Nasional Mondial Ekonomi Megapolitan Olahraga Rona The Alun-Alun Kupas Splash Wisata Perspektif Wawancara Edisi Weekend Foto Video Infografis

Semoga Cepat Terwujud Perdamaian yang Menenangkan, Melihat Perang Ukraina dari Sikap Sejumlah Negara Tetangga Russia

Foto : ANTARA/Jafar Sidik

Salah satu sudut Kota Tua Vilnius, Lithuania, yang dipenuhi resto, cafe dan bangunan eksotis,pada 8 Desember 2022. Jajak pendapat DG COMM's Public Opinion Monitoring Unit pada Oktober 2022 menunjukkan Lithuania menjadi negara yang memandang Russia sebagai ancaman bagi keamanan nasionalnya.

A   A   A   Pengaturan Font

Semua pihak terkait harus membantu mengatasi invasi, begini perang Ukraina dari sikap sejumlah negara tetangga Russia.

Jakarta - Semoga cepat terwujud perdamaian yang menenangkan. Sekitar akhir April tahun lalu, seorang diplomat salah satu negara Commonwealth of Independent States (CIS) menghubungi ANTARA. Dia tertarik oleh tulisan ANTARA mengenai sikap negara-negara tetangga Russia terhadap invasi Russia ke Ukraina.

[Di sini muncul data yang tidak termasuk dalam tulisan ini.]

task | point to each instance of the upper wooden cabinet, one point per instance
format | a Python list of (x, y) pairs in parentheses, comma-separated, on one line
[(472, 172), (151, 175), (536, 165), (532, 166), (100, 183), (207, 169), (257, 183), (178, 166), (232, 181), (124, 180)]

CIS atau Persemakmuran Negara-Negara Merdeka adalah organisasi kawasan beranggotakan negara-negara bekas Uni Soviet, yang dibentuk setelah Soviet bubar.

Ketika kami kemudian bertemu muka di sebuah restoran di Jakarta Selatan, seperti umumnya diplomat di mana pun yang akan senantiasa hati-hati berucap, diplomat CIS ini dengan halus menolak menjawab bagaimana sikap negaranya dalam perang di Ukraina.

Namun, itu tak lagi penting karena ketertarikan dia kepada tulisan ANTARA mengenai kecemasan negara-negara tetangga Russia, secara implisit mengafirmasi analisis ANTARA bahwa tetangga-tetangga Russia khawatir situasi seperti yang dihadapi Ukraina bisa menimpa negara mereka.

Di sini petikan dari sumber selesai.